Karma has bit me in the ass again.
DrCos at January 19, 2012 2:10 PM
@Clinton: "The problem isn't capitalism, you bloody lib; the problem is the current stupid law."
Didn't read that as a criticism of capitalism, but as an example of crony capitalism, which, for clarity, should probably be called something else.
@DrCos: "Future cases may including the mobile pirates ..."
Only if they're driving people to work.
Old RPM Daddy at January 19, 2012 2:16 PM
DrCos is correct. This sort of thing is really common everywhere. Incumbents lobby for laws to create barriers to entry into their markets by disruptive newcomers.
A company I like, Uber, has been dealing a lot of this; unsurprisingly, taxi companies and their minions in government have been making it hard for Uber to operate, since they don't work exactly like either a cab or a limo service.
Related: Article in Slate about the way that Wikipedia and other companies protested SOPA, and argues that it should never happen again. Companies should have opposed SOPA the "right" way by hiring lobbyists to tell Congress what bills they should pass.
Christopher at January 19, 2012 4:34 PM
Christopher, that article is incredible. It's been a truism for a while now that the best investment a business can make is not to invest in hiring employees or training or R&D or capital expenses, but in lobbying. The Internet reaction to SOPA has really rocked D.C. back on its heels. As I saw somewhere else today, "Lobbyists don't elect Congressmen. Voters do."
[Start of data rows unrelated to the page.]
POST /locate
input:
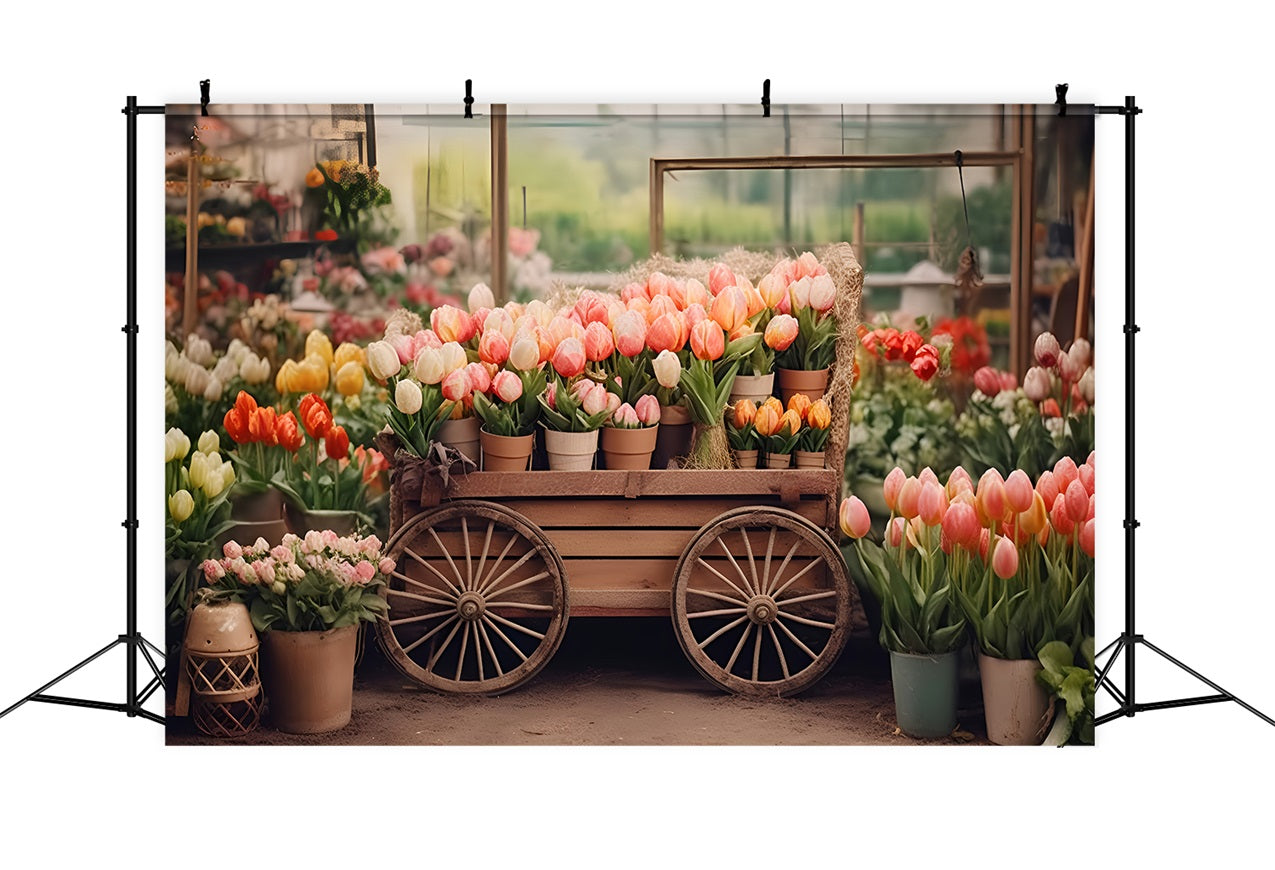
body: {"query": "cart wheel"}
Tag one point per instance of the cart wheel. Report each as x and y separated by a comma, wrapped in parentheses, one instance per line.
(761, 604)
(477, 601)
And it seems that the funeral business has long been a business where corruption picked winners and losers. The dial telephone, and the automatic telephone switch, were invented by an undertaker who was pissed because the local switchboard operator had an arrangement to send business to a competitor.
Cousin Dave at January 19, 2012 6:30 PM
I agree that building an embalming room that he will never use i stupid.
My problem is that nowhere is it stated the section of the law is being cited/required for the embalming room or any conflict with the law.
Is there a state funeral board that is citing this? Where is this coming from?
Once they give actual detail, I'll support it. Right now it is has not citations.
Jim P. at January 19, 2012 10:26 PM
It's been a truism for a while now that the best investment a business can make is not to invest in hiring employees or training or R&D or capital expenses, but in lobbying.
Only if you're big. We're small - revenues in the millions, not billions. We invest in hiring great people and building good stuff. Our budget doesn't accommodate lobbying costs.
Christopher at January 20, 2012 12:38 AM
"Only if you're big. We're small - revenues in the millions, not billions. We invest in hiring great people and building good stuff. Our budget doesn't accommodate lobbying costs."
Precisely. It's all about limiting competitors like you. My mom and stepfather have a business of about the same scope as yours, and they are really fortunate that the traditional distribution model has not fallen apart in their industry, like it has in a lot of other industries.